Nous avons passé un peu plus d’une journée à Bethléem au Collège biblique de Bethléem alors que la ville était sous le contrôle de l’armée israélienne. En haut de la route nous pouvions voir un tank, en face un camp de réfugiés. Derrière le Collège, nous apercevions la ville voisine de Beit Jala et la colonie juive de Gilo. Des tirs d’artillerie provenant de Gilo répondaient fréquement à ceux des snipers palestiniens de Beit Jala. Les coups de feu étaient nombreux, mais c’est lorsque nous avons voulu quitter Bethléem que nous avons eu le plus peur. Les tirs et les avertissements d’un soldat dans un tank nous ont obligés à rebrousser chemin et à prendre un taxi plutôt que de marcher jusqu’au poste de contrôle. Ce fut l’occasion de prendre pleinement conscience de ce que signifie vivre sous l’occupation.

Notre destination suivante était Ramallah, mais arrivés au poste de contrôle de Qalandiya, nous avons été refoulés ainsi que d’autres personnes ; seule une équipe de télévision a été autorisée à pénétrer dans la ville. Le jour précédent, les troupes israéliennes venaient de se retirer de Ramallah. Deux jours plus tard, notre deuxième tentative réussit : un soldat israélien amical nous laissa passer sans histoire.

A Ramallah, nous avons logé au Foyer Evangelique (anglican), dont la responsable est une ancienne volontaire suisse Vreni Wittwer. Parmi les 560 élèves de l’école, 75% sont chrétiens et 25% musulmans. Dans une ville régulièrement occupée ou bombardée, ce sont les enfants qui subissent les conséquences : beaucoup d’entres eux présentent des troubles du comportement ou des difficultés de concentration.

Colin South, le directeur des écoles quakers à Ramallah, nous a fait visiter les deux établissements scolaires. Quelques élèves nous ont montré des impacts de balles sur le portail de l’école. La majorité d’entre eux sont musulmans. Beaucoup font ensuite leurs études universitaires soit à Bir Zeit (près de Ramallah) soit en Europe ou aux Etats-Unis. Colin South souhaite que les écoles soient utiles pour toute la population. J’ai été particulièrement intéressé par un ambitieux projet de jardin botanique avec un café et un centre pour les visiteurs qui devrait être construit sur le terrain appartenant aux écoles.

Avant notre retour, nous avons passé encore une nuit à Jérusalem.
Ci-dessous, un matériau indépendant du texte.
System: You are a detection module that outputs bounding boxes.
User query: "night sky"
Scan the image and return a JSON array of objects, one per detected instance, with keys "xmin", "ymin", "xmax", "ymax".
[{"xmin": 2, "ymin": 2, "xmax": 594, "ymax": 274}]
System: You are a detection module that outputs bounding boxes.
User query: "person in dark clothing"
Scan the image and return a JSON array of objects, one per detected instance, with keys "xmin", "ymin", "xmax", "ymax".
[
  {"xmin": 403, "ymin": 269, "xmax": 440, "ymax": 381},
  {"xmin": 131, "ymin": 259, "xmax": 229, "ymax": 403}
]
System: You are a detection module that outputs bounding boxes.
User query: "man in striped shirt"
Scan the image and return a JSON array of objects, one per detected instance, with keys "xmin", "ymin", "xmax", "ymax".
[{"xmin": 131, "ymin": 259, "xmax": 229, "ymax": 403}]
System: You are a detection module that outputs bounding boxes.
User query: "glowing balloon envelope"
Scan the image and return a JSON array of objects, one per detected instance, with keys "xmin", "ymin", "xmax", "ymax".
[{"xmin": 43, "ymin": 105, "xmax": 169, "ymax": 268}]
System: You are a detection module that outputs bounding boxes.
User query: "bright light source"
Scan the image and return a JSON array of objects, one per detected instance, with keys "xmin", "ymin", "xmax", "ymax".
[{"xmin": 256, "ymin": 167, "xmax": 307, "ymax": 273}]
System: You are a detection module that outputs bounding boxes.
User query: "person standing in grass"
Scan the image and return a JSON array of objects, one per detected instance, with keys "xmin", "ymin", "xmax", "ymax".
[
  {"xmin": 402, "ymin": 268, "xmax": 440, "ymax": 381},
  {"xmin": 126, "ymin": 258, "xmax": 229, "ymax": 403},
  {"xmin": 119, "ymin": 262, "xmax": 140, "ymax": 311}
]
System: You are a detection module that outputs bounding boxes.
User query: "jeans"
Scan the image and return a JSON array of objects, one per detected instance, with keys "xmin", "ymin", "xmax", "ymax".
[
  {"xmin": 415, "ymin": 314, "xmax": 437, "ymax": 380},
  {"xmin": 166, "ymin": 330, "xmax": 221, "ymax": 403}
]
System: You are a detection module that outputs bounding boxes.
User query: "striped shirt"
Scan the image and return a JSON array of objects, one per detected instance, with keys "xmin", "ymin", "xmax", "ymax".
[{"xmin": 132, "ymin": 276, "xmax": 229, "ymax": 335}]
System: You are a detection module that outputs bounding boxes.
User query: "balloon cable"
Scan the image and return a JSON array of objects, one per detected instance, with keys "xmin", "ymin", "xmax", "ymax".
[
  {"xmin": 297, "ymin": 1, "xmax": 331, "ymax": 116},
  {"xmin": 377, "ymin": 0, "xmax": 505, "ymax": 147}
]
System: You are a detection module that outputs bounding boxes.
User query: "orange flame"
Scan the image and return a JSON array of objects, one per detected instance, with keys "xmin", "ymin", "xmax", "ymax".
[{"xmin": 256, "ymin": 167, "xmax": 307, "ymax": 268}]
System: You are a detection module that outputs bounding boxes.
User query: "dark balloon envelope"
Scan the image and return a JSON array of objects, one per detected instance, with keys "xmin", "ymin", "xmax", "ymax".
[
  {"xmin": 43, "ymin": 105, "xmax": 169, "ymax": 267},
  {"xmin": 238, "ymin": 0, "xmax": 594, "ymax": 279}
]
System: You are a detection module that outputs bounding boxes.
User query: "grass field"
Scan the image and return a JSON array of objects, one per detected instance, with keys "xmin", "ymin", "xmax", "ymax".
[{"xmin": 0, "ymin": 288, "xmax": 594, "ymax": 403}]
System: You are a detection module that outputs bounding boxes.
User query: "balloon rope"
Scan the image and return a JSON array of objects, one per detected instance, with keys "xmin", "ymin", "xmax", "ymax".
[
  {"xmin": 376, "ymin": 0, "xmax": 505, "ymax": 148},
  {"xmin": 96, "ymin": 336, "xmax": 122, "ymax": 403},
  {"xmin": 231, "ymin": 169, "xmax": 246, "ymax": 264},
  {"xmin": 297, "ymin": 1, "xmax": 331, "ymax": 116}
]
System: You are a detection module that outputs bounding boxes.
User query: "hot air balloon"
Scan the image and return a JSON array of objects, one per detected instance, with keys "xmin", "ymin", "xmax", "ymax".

J’en ai profité pour visiter le Centre oecumenique de theologie de la liberation « Sabeel » qui rassemble un réseau de Palestiniens chrétiens travaillant pour la paix et la justice par des moyens non-violents. Des Palestiniens en Israël et dans les territoires occupés travaillent avec des femmes et des jeunes pour leur redonner courage et force. Un document de cinq pages « Jerusalem Sabeel Document » qui émane de ce centre et contient des principes pour une paix juste en Israël et Palestine vaut la peine d’être lu (voir le site www.sabeel.org). Un réseau d’amis de Sabeel existe dans différents pays européens.

Ce voyage m’a convaincu que la grande majorité des Palestiniens ne souhaitent qu’une chose : être autorisés à vivre en paix sur leur propre terre. Mais chaque attentat suicide et les inévitables représailles de la part de l’armée israélienne rendent la réalisation de ce souhait plus improbable. Peut-être pensons-nous ne rien pouvoir faire pour changer cette situation. Je pense que nous devrions commencer par prier pour une paix juste en Israël et en Palestine et les possibilités de soutenir les Israéliens et les Palestiniens qui travaillent pour la paix et la justice s’ouvriront à nous.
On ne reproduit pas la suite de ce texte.